Here's the query so far

sourcetype="WindowsSystem" EventCode=2 Image="executable.exe"
| join GUID type=outer [search sourcetype="Windows
System" EventCode=1]
| rename SourceHostname as hostnameip, SourceIp as sourceip, SourcePort as sourceport, DestinationHostname as destinationhostname, DestinationIp as destinationip, DestinationPort as destinationport
| table User, hostnameip, sourceip, sourceport, destinationhostname, destinationip, destinationport, Protocol, GUID, process, CommandLine, ParentImage, ParentCommandLine

CommandLine, ParentImage, ParentCommandLine are fields that are present ONLY when you specify EventCode1 that aren't when you specify EventCode2. The data in those fields are not showing up when run my main.

I have two questions.

Is the "join" command really necessary or can I accomplish this with a less intensive search like with stats or chart?

Is this search the correct syntax to get the results I want?

Thanks!

0 Karma
1 Solution

Explorer

I know this was a while ago, but I ended up using "Eval GUID=coalesce(GUID,GUID)" and sorting by "GUID" when I tabled out the fields.

Since I know when EventCode=1 is specified, there would always be data in the field CommandLine, and I knew there would always be data for the field "DestinationIp" when EventCode=3 was specified, I just used "CommandLine!="" and DestinationIP="" to filter out null fields.

Works 100000x faster than a join. Queries that would take hours to run with join now take less than 10 minutes

View solution in original post

0 Karma

Explorer

I know this was a while ago, but I ended up using "Eval GUID=coalesce(GUID,GUID)" and sorting by "GUID" when I tabled out the fields.

Since I know when EventCode=1 is specified, there would always be data in the field CommandLine, and I knew there would always be data for the field "DestinationIp" when EventCode=3 was specified, I just used "CommandLine!="" and DestinationIP="" to filter out null fields.

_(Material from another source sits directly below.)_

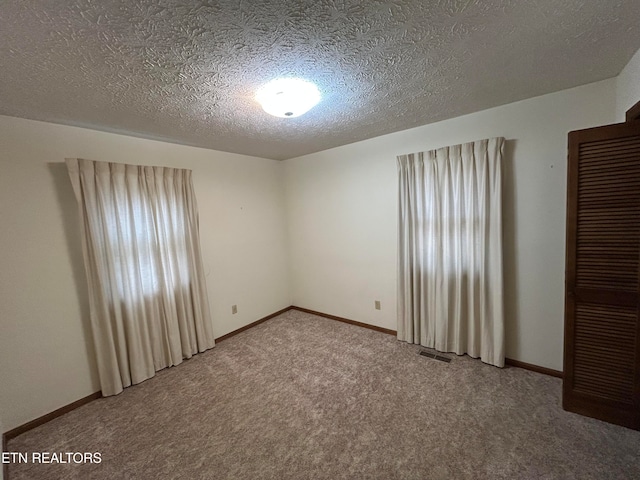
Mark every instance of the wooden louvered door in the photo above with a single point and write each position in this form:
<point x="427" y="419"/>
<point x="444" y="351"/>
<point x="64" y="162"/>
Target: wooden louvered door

Works 100000x faster than a join. Queries that would take hours to run with join now take less than 10 minutes

View solution in original post

0 Karma

Engager

Can you please share final version of your query? Thanks

0 Karma

SplunkTrust
SplunkTrust

Joins are expensive and your requirement can easily be done using a stats. Try something like this

sourcetype="Windows_System" (EventCode=2 Image="executable.exe") OR (EventCode=1)
| stats values(process) as process, values(SourceHostname) as hostname_ip, values(SourceIp) as source_ip, values(SourcePort) as source_port, values(DestinationHostname) as destination_hostname, values(DestinationIp) as destination_ip, values(DestinationPort) as destination_port values(CommandLine) as CommandLine, values(ParentImage) as ParentImage, values(ParentCommandLine) as ParentCommandLine by User, Protocol, GUID
| table User, hostname_ip, source_ip, source_port, destination_hostname, destination_ip, destination_port, Protocol, GUID, process, CommandLine, ParentImage, ParentCommandLine

UPDATED SEARCH

sourcetype="Windows_System" (EventCode=2 Image="executable.exe") OR (EventCode=1)
| eval CommandLine=coalesce(CommandLine,null()) | eval ParentImage=coalesce(ParentImage,null()) | eval ParentCommandLine=coalesce(ParentCommandLine
 ,null())   | stats values(process) as process, values(SourceHostname) as hostname_ip, values(SourceIp) as source_ip, values(SourcePort) as source_port, values(DestinationHostname) as destination_hostname, values(DestinationIp) as destination_ip, values(DestinationPort) as destination_port values(CommandLine) as CommandLine, values(ParentImage) as ParentImage, values(ParentCommandLine) as ParentCommandLine by User, Protocol, GUID
    | table User, hostname_ip, source_ip, source_port, destination_hostname, destination_ip, destination_port, Protocol, GUID, process, CommandLine, ParentImage, ParentCommandLine

Explorer

You're definitely right. The stats helped speed up the query.

Unfortunately the CommandLine, ParentImage, ParentCommandLine field values are still blank in the results table.

All of the fields tabled out are common between EventCode1 and EventCode2 except for the three I listed above.

Any idea why they aren't being included?

0 Karma

SplunkTrust
SplunkTrust

See if updated answer works for you.

0 Karma

Explorer

Still not working.

I tabled out the _raw field and it seems only raw data the from EventCode 3 is in the field. There's nothing from EventCode 1.

It seems they aren't joining together which makes sense that I can't see those three fields in my table.

The data is in XML format. Would this be a problem?

0 Karma